The Old Testament prophet Jeremiah sent a letter to the priests, the prophets, and the people Nebuchadnezzar had taken into exile in Babylon. In that letter he stated the kind of prayer that God acknowledges. “Then you will call upon Me and come and pray to Me, and I will listen to you. And you will seek Me and find Me, when you search for Me with all your heart. And I will be found by you” (Jeremiah 29:12–14).
When a person searches for God with his whole heart, only then is God found. The heart of man is the central core of a person—the inner man. The Greek word for heart is kardia, which means, “the chief organ of physical life.” W. E. Vine says that the heart “occupies the most important place in the human system. By an easy transition, the word came to stand for man’s entire mental and moral activity, both the rational and the emotional elements. In other words, the heart is used figuratively for the hidden springs of the personal life. . . . The heart, in its moral significance in the Old Testament, includes the emotions, the reason, and the will.”

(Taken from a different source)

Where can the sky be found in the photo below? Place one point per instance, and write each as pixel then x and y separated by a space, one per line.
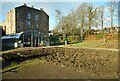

–Adapted from The Prayer Factor by Sammy Tippit
Creator God, You knitted me together perfectly with a heart that is designed to be formed by Your own heart. Teach me how to be continually open to Your perfect presence so that my mind, emotions and desires are focused upon seeking a life devoted to Jesus.
Praise God for individuals whom he has called to be your spiritual guides. Thank God for establishing order and authority in his church. Confess any lack of appreciation for the responsibility God has given to your pastor, elders, and deacons. Commit yourself to regularly upholding your spiritual leaders in prayer. Ask God to grant you a willingness to follow their leadership.
Pray by name for your pastor(s), elders, and deacons. “They keep watch over you as men who must give account.” Ask that “their work will be a joy, not a burden” (Heb. 13:17).
—Prayer Points taken from Patterns for Prayer by Alvin VanderGriend.